Look for: rapid in/out, large notional without clear purpose, bridge legs, time clustering.

5. Find the origin of funds

Goal: initial funding source.
Typical tool:
get_address_funded_by
Ask your AI (example):
text
What address initially funded [address] and when?
Look for: high-risk or sanctioned funders, exchange withdrawals, or unlabeled chains that need another pivot.

6. Identify unknown counterparties

Typical tools:
search_entities
,
get_address_info
Ask your AI (example):
text
What entity is [address]? Does Range have labels for it?
Search for entities matching "Binance" on Ethereum.
Look for: exchange infrastructure, mixers, protocol contracts, previously flagged records—always corroborate when conclusions matter.

7. Cross-chain pivot

If bridges moved value (IBC, CCTP, Wormhole, etc.), continue the same workflow on the destination chain.
Ask your AI (example):
text
Were any funds from [address] bridged to another chain?
If so, what is the risk score of the receiving address on that chain?
Range supports multiple ecosystems—still confirm coverage and tool availability per network in current docs.

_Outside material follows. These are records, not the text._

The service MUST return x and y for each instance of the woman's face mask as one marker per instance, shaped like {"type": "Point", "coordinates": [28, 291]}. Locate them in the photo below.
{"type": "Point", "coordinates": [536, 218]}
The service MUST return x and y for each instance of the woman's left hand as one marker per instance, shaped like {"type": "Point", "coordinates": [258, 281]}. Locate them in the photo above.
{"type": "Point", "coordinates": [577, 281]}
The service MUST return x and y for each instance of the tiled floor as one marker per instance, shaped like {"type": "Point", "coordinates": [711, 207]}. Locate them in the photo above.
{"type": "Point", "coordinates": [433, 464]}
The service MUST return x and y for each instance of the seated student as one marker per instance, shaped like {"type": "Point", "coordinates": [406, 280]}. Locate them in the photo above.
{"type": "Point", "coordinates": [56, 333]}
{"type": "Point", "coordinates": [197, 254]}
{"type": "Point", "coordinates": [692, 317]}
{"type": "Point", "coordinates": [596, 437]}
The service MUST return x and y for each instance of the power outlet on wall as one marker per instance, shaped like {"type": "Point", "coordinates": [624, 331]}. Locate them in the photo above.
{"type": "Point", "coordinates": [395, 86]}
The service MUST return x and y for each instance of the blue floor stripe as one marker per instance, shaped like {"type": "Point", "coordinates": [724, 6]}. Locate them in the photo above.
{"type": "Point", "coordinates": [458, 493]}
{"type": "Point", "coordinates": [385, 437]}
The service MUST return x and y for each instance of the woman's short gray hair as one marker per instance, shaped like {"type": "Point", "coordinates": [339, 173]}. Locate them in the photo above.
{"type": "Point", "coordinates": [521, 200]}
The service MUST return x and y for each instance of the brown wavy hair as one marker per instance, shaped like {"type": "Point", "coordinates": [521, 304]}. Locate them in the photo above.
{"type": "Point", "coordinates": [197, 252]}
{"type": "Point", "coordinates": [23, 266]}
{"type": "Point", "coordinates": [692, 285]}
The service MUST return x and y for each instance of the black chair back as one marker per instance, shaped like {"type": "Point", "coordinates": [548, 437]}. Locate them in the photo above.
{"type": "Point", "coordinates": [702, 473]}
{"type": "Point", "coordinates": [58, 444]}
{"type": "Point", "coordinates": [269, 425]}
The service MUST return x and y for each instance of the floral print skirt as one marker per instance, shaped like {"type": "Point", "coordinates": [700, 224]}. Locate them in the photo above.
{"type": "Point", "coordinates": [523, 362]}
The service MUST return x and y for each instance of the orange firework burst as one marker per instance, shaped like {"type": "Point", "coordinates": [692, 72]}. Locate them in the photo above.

One-shot investigation prompt

Paste and adapt (replace bracketed fields):
text
Using Range tools, run a complete investigation on this address:
[address] on [network]

1. Get its risk score and explain the risk level
2. Check if it's on any OFAC sanctions list or token blacklist
3. Show its top 10 counterparties and label any known entities
4. List the 10 largest transfers in the last 6 months
5. Find the original funding source for this address
6. If any transfers crossed chains via a bridge, check the receiving address risk too

Summarize your findings with a risk verdict: LOW / MEDIUM / HIGH / CRITICAL
Include the key evidence that supports your verdict.

Example (illustrative)

Address:
5Q544fKrFoe6tsEbD7S8EmxGTJYAKtTVhAW5Q5pge4j1
(Solana) — documented in Range materials as Raydium protocol–related infrastructure.
  • Very low risk score in example narratives; heavy DeFi counterparty set; no sanctions/blacklist in that example.
  • Use as a shape for how labeled protocol contracts present—not a universal pattern for user wallets.

Tips

  • Start broad, then narrow — risk + connections first, then
    get_transfers_between
    / transaction detail tools for specific relationships.
  • Time filters — constrain windows around the suspected incident to cut noise.
  • Re-pivot the graph — frequent unlabeled counterparties become new roots for
    get_address_risk
    .

Guardrails

  • Labels and scores are not legal determinations; OFAC and regulatory obligations need program and legal review.
  • Do not use this playbook to harass, dox, or accuse individuals based on heuristics alone.
  • Do not paste customer PII, case IDs, or non-public investigation data into unsecured chats.
  • Do not assist with sanctions evasion or laundering.

Related skills

  • solana-onchain-intelligence-resources — Range docs index and MCP pointer; Helius/Tavily cross-links.
  • crypto-investigation-compliance — ethical workflow and crime taxonomy.
  • cross-chain-clustering-techniques-agent — bridge-centric clustering heuristics.
  • on-chain-investigator-agent — broader forensic persona beyond Range MCP.
Goal: a blockint-native checklist that mirrors Range’s investigation playbook while staying aligned with compliance and evidence discipline.